Type et taille
Une maison, une copropriété, un plex ou un immeuble plus important ne comporte pas le même nombre de composantes à examiner. La superficie et le nombre de logements peuvent modifier la durée et le prix.
À Mont-Joli, une inspection de bâtiment aide l’acheteur ou le propriétaire à comprendre l’état observable d’une propriété avant de prendre une décision. Le mandat n’est pas une expertise exhaustive ni destructive : il s’agit principalement d’un examen visuel attentif des composantes accessibles, suivi d’un rapport écrit. Pour comparer 3 ou 4 soumissions, il faut donc regarder au-delà du prix affiché : type d’immeuble, durée et portée de la visite, exclusions, assurance, qualifications et contenu du rapport. Cette démarche permet de comparer des services réellement équivalents et de mieux interpréter les déficiences relevées.

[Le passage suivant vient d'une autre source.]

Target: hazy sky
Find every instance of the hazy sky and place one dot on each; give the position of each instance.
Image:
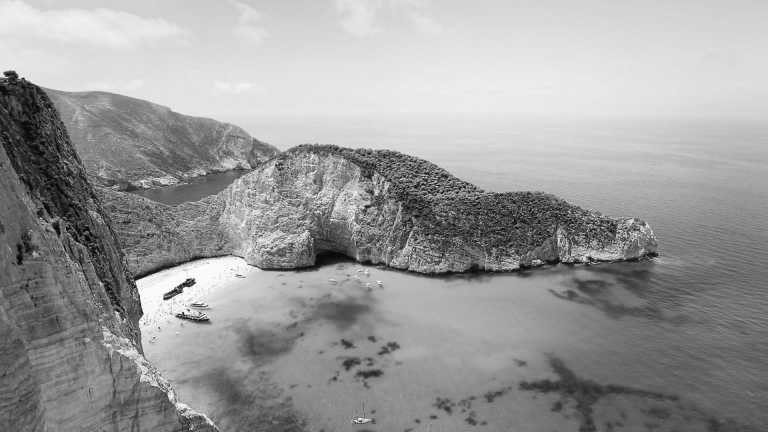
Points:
(252, 57)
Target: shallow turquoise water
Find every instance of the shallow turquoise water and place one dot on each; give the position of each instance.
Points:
(691, 323)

Mont-Joli comptait 6 384 habitants en 2021. Selon les données disponibles, 57,8 % des ménages étaient propriétaires et 51,7 % des logements étaient des maisons unifamiliales. La valeur médiane des logements était de 150 000 $, tandis que le revenu médian des ménages s’établissait à 34 000 $. Ces données donnent un repère général, mais elles ne permettent pas de fixer le prix d’une inspection ni de prédire l’état d’une propriété particulière.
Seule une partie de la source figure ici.